Tahoe Pine Nuts: Let’s go fly fishing on Mars
Having recently viewed a photo of a river gurgling along like a musical brook on the planet Mars, and having just returned from a fly fishing extravaganza in Montana, I’m inspired to start planning a fly fishing trip to Mars, where apparently, the river runs through it.
It doesn’t matter to me that it will take 260 days to get there, and that I can’t afford the extra baggage charges for the ride back home, I’m on deck and ready to go fly fishing on Mars. Alan Shepard hit golf balls on the moon. I can catch fish on Mars.
Heck, I can imagine a conversation between a couple of Mars fish when I arrive…
“Hey, Fred, check it out, there’s something moving over there on terra firma.”
“Yeah, whatever it is, it’s throwing a bug our way, looks like a wooly bugger to me, what do you think, Frank?”
“I like wooly buggers just as much as you do, Fred, but I don’t trust that two legged bugger any farther than I can throw him.”
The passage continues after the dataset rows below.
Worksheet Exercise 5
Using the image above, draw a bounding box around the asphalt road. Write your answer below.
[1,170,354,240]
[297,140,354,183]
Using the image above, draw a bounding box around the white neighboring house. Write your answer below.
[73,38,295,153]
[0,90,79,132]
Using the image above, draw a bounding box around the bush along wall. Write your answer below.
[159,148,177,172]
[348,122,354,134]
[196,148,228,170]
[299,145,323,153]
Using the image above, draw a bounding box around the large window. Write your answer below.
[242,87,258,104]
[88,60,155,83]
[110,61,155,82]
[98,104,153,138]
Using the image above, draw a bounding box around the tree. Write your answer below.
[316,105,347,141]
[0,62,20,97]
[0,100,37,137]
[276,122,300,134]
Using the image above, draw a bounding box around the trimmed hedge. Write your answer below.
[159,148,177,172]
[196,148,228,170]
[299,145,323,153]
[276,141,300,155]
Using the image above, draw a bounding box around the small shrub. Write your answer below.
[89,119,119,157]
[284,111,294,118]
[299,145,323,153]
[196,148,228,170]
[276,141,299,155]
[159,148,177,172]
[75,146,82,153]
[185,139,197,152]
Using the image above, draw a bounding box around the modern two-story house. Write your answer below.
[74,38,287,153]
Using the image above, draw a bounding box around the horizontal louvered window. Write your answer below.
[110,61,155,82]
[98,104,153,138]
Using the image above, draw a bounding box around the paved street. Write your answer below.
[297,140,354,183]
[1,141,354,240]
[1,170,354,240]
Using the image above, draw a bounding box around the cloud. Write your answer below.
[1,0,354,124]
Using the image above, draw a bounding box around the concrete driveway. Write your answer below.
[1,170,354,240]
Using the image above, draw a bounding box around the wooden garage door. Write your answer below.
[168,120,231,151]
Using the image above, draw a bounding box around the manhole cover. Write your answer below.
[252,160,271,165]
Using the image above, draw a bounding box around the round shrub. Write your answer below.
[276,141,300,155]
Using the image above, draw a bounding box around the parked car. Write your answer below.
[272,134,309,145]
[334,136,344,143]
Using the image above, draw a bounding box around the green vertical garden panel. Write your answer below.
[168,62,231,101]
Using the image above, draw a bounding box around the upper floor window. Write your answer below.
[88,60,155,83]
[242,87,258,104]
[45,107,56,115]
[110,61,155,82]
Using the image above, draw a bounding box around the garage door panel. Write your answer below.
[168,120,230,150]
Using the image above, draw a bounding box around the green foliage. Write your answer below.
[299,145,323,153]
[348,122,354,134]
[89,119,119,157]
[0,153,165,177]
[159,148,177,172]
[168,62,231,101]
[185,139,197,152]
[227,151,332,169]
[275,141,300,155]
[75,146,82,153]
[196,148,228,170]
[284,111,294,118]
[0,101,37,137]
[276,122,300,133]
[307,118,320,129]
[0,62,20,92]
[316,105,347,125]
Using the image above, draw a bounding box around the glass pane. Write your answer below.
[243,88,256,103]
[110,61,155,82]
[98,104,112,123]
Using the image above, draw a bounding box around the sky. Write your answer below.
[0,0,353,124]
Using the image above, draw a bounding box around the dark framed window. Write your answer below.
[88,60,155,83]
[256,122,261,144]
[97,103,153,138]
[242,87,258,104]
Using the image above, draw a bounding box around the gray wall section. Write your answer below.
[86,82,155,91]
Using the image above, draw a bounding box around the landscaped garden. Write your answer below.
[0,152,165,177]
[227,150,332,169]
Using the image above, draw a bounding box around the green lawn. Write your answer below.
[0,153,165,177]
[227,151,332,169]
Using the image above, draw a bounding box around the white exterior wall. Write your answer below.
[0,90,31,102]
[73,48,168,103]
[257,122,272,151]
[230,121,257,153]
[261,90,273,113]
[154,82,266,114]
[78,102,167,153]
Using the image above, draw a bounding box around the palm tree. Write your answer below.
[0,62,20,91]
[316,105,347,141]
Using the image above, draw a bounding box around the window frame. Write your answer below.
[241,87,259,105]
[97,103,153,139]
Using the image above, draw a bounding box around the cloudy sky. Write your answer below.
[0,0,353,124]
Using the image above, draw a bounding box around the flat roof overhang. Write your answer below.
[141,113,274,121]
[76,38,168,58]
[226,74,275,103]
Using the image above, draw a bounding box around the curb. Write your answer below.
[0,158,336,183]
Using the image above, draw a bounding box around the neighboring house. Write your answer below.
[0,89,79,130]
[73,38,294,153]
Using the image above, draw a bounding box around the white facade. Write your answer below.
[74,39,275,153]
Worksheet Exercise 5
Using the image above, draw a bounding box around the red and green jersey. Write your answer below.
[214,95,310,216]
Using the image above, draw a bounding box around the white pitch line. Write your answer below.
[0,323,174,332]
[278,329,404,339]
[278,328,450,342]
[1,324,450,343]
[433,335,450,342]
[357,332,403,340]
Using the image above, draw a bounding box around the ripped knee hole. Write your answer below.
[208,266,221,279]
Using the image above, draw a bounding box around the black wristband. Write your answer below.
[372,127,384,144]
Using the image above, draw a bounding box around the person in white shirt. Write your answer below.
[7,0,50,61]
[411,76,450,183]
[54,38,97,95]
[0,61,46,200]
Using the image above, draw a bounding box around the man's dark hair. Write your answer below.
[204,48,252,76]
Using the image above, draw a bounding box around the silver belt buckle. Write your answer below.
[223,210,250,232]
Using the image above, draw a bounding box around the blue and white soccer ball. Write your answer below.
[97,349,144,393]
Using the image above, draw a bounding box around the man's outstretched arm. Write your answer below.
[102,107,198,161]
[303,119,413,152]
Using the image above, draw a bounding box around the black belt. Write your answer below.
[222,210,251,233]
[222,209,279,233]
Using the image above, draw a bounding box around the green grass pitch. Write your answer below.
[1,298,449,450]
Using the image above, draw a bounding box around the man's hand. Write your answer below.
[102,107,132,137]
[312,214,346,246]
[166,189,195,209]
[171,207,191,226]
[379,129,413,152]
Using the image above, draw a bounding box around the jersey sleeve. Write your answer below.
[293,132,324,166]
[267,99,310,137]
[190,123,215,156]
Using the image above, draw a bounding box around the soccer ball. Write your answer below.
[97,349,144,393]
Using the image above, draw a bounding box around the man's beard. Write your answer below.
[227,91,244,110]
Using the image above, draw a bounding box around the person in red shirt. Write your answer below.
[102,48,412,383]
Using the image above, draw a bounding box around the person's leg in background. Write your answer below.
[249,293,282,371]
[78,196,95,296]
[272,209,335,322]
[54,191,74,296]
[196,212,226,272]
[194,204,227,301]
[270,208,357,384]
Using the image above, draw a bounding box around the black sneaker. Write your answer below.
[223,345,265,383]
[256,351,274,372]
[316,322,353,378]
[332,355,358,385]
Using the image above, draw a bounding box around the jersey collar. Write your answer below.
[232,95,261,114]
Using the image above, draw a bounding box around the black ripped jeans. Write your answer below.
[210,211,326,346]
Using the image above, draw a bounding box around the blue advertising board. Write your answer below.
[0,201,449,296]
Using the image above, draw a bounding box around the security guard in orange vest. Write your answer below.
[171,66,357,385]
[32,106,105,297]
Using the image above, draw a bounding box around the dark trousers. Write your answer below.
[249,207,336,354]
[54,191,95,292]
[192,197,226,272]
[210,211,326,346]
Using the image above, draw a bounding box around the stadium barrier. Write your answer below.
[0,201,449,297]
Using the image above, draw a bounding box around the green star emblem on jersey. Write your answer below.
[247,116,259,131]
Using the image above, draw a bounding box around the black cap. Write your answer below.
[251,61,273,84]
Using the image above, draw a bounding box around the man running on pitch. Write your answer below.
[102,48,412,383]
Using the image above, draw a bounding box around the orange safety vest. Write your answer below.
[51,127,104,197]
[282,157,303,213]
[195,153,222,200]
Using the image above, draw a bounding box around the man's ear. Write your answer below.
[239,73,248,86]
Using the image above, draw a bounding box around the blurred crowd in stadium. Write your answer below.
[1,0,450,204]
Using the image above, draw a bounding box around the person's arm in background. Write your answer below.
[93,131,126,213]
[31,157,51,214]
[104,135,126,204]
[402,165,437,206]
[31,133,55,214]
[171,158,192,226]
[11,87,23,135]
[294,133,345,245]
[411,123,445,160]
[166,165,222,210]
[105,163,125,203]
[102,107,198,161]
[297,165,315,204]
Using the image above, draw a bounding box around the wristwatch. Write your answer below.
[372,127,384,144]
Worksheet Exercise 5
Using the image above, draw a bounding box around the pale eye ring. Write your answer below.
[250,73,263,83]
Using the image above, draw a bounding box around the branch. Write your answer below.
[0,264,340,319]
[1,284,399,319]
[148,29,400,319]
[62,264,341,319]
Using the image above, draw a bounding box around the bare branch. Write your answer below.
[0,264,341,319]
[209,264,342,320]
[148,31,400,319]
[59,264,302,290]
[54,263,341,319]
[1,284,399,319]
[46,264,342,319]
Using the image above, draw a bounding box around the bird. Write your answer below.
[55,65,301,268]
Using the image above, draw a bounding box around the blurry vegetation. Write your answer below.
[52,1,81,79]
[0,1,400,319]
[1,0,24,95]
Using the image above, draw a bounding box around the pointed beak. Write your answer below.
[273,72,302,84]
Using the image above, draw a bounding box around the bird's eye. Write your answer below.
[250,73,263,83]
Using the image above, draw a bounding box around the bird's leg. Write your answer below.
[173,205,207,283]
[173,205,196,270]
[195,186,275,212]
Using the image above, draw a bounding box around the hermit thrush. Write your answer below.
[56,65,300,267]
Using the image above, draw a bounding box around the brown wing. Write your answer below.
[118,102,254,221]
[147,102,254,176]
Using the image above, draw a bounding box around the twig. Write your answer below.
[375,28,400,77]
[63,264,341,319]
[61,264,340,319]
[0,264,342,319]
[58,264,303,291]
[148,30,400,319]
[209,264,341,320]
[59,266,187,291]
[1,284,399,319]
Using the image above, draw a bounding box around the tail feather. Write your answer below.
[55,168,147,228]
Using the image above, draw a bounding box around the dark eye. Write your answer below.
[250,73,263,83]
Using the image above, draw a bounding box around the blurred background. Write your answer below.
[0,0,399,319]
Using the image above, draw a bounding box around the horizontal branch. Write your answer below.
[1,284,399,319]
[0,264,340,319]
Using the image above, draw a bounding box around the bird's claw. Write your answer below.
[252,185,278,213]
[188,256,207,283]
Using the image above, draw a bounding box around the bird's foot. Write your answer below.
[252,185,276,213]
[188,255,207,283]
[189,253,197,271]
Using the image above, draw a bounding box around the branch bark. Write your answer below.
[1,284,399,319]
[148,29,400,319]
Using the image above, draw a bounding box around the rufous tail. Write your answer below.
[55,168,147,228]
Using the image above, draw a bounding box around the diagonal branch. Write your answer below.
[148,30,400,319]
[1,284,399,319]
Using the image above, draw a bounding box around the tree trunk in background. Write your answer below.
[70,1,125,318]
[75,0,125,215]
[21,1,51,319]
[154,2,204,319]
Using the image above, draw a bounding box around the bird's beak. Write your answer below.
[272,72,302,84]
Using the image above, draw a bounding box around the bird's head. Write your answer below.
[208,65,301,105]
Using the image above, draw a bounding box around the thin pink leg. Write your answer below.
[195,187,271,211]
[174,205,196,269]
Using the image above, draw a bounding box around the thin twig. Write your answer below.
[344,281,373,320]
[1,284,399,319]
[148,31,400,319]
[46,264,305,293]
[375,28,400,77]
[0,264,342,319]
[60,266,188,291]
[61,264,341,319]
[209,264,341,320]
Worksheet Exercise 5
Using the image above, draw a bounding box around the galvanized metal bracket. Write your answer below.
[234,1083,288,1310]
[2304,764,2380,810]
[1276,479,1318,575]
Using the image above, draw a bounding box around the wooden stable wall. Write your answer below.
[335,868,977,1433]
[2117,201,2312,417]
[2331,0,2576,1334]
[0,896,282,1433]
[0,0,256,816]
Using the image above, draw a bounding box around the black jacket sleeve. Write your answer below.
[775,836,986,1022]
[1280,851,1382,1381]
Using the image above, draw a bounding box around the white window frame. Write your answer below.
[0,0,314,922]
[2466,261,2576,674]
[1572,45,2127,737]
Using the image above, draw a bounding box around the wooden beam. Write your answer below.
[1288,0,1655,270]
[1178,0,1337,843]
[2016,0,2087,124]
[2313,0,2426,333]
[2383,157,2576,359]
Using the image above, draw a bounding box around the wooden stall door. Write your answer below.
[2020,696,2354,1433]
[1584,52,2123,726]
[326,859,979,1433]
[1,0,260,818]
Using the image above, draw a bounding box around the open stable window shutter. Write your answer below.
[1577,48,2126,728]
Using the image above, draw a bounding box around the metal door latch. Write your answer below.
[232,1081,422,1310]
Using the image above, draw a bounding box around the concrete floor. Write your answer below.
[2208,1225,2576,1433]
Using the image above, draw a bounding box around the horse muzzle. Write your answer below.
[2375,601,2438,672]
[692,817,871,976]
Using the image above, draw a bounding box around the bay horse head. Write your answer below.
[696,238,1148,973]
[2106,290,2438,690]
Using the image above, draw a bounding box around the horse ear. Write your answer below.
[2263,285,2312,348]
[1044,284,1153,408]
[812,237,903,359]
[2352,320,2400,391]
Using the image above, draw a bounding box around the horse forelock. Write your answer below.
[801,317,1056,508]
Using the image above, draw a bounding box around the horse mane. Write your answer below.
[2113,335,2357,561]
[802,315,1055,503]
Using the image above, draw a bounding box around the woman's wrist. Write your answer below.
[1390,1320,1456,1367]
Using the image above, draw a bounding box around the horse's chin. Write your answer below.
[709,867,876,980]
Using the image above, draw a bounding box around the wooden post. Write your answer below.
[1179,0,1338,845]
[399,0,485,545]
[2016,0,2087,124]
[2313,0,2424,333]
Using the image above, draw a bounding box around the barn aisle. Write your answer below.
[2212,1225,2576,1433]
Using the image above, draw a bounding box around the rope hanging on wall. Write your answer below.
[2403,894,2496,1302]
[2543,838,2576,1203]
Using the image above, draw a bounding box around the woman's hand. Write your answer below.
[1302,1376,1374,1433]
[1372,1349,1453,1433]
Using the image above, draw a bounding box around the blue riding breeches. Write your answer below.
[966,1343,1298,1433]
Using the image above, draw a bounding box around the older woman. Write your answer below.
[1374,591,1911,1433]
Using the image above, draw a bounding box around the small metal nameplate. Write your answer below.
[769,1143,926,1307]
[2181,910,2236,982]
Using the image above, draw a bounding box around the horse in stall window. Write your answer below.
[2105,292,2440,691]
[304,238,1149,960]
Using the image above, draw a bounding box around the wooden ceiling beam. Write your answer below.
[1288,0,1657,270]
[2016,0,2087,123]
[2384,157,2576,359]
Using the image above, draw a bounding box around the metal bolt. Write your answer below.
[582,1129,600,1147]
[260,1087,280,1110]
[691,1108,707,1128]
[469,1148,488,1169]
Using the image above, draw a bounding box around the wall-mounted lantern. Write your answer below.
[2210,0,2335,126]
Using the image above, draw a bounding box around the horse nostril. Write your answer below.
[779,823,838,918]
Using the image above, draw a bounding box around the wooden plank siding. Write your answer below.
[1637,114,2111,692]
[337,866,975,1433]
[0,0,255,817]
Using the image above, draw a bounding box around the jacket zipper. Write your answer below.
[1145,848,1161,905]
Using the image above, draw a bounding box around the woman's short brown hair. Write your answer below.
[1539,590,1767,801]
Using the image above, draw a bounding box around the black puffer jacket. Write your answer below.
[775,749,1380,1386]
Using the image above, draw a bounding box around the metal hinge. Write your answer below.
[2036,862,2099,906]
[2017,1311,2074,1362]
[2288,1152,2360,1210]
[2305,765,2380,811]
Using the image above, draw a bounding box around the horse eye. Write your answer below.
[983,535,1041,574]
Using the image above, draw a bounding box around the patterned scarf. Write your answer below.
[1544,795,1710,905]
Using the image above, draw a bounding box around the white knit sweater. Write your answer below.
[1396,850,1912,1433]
“Don’t make me laugh, Frank, you know how I choke when I get water in my lungs.”
“Don’t swallow that wooly bugger, Fred, you could choke on that too.”
“What the hell, Frank, you only live once, winnah, winnah, winnah, wooly buggah fo’ dinnah.”
“Hey, Fred! Where did you go?!”
I imagine the fish on Mars are just as smart as our fish on Earth. They will spit out a man-made wooly bugger if given a chance, but if you can set that hook, well, it’s fish for dinner.
However, before I fry up my first Mars Mudcat, I’m going to get a photograph for Field & Stream Magazine. They might even give me a free subscription, who knows?
But then, who’s going to take that picture? I never thought of that. I wish now I had one of those selfie sticks to pack along with my bamboo rod, my beef jerky and my beer.
Friends tell me I will be as cold as an untipped waiter’s stare up there on Mars, but I’m not worried about that.
Elon Musk plans to launch two huge fusion bombs into orbit around Mars to give Mars a couple of pulsating suns to warm the place up before I get there, though I think I might elect to wait awhile after those two suns are in place to see just how much radioactivity they throw off before I go catapulting up there myself.
I should probably pack some memorabilia to leave behind to welcome the wave of Mars fly fishermen and Mars fly fisherwomen that are sure to follow, perhaps some Orville Redenbacher’s Popping Corn that they can leave out in the sun and watch pop, which makes my mouth water just to think about, so if you will excuse me, I’ve got business in the kitchen … Mars will have to wait.
My cooking has been known to cause shock, confusion and palpitations, but Redenbacher I can do.